Tuesday, August 28, 2012

Day 1 – Setting off (Amroth-St Clears)


The Wales Coast Path was launched in May 2012 -
Harri is  writing the official guide for the stretch from Amroth to Swansea
At the beginning of every hike, I have ridiculously high expectations. Forget the sodden marshlands of last month’s expedition, the endless clambering uphill and the relentless, sheeting rain of yesterday, the next journey promises to be different.

Time and time again, I set myself up for disappointment and that’s how it was with our first three days on the Amroth-Swansea section of the Wales Coast Path.

What made my optimism even less understandable this time around was that I’ve previously walked two out of the three stretches we planned to cover today. Buried deep in the dredges of my mind there were undoubtedly memories of the tough, undulating coastline between Amroth and Pendine, the interminable detour inland around MOD land and the endless wet fields. Whatever, my brain chose not to resurrect bad memories from previous walks and instead I experienced afresh the delights of squelching up the hill from Marros Sands (the boardwalks are a welcome addition but we need many more of them!) and trudging along the roadside path from Pendine.

This being our first day, we were late setting off. Sixteen miles isn’t a daunting distance but the difficult terrain of the five mile stretch to Amroth took us roughly three hours, slow-going by any standards.

There’s no denying the initial climbs are tough – and this being a coast path, the route regularly sends you plummeting back to sea level only to be faced with another soaring cliff – but the hard work is worth it for the views. I didn’t realise at the time, but the vistas across the waves to Caldey Island were the only proper sea views we would have in our three days’ walking.

Last autumn, Harri and I walked from Laugharne to Pendine and back in one day. It’s a tedious stretch of ‘coast’ path, namely because after reaching Pendine seafront, the walker is directed inland almost immediately to avoid the vast swathes of coastline acquired by the MOD during the Second World War. Harri is currently investigating an alternative weekend route along Pendine Sands when the weapons testing range isn’t being used so beach walking should be possible for those who prefer their coast paths to be coastal.

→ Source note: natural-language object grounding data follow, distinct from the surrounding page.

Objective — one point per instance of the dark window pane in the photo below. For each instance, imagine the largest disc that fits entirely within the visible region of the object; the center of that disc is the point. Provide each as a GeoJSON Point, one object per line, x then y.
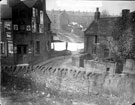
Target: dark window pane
{"type": "Point", "coordinates": [37, 47]}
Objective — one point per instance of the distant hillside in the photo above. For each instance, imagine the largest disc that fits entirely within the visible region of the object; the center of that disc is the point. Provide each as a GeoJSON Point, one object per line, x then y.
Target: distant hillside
{"type": "Point", "coordinates": [70, 25]}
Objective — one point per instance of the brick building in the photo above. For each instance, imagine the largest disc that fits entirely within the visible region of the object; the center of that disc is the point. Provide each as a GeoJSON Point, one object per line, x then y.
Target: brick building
{"type": "Point", "coordinates": [26, 34]}
{"type": "Point", "coordinates": [97, 35]}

After what felt like a never-ending trek across tarmac, the Wales Coast Path meanders through a succession of fields running parallel to the main road. In some, the path is fenced off and the ground relatively dry underfoot; in too many, however, the path is ill-defined, wet and boggy – just the sort of hiking I love!

The views from Sir John's Hill are well worth the effort
At last, we reached Sir John’s Hill and entered Laugharne via Dylan Thomas’ ‘Birthday Walk’. Now Laugharne is a place that is definitely worth visiting, albeit a bit on the touristy side. The presence of Carmarthenshire’s favourite son is evident everywhere, from the sculpture overlooking the estuary to Brown’s Hotel, Dylan’s writing shed to his former home, the Boat House. It’s a pretty spot to while away a few hours, but unfortunately, we were running late and so it was a quick glance through the shed window and ever onwards (and at that point, very definitely upwards).

The atmospheric interior of Dylan Thomas's
writing shed
The final stretch of today’s walk was virgin territory for both of us and so mildly, no make that madly, exciting. It all started so promisingly – we trotted out of Laugharne along a wooded path high above the water, tiring a little but nonetheless keen to sample the delights of Carmarthenshire’s undiscovered coastline.

As our moods plummeted, the slug count soared. This county must surely be the slug capital of Wales; they were everywhere, thousands of them clinging to the saturated vegetation. I tried to avoid standing on them, but they were so numerous, I soon gave up. And bog run organisers, take note – I thought the Brecon Beacons were wet but they are nothing compared to the sodden, squelching fields of Carmarthenshire.


Carmarthenshire's exploding 
slug population is the only thing to look at for miles
Having worked in the public sector for many years, I understand the concept of committees, camels and horses, specifically how there is a reverse exponential relationship between the number of people around the table and the quality of the decisions made.

Assuming that premise, there were surely hundreds involved in determining the official coast path route for the Laugharne-St Clears section of the Wales Coast Path. In short, it’s terrible: there are no estuary views worth noting, in fact, there is nothing interesting to look at; the path is frequently indistinct, in many places no more than a line cut through the vegetation; there are slugs, slugs and more slugs no doubt relishing the bogginess of the ground.

At the end of a gruelling day there was only one thing left to do – toss my stinking socks into the bin and head to the nearest off-licence.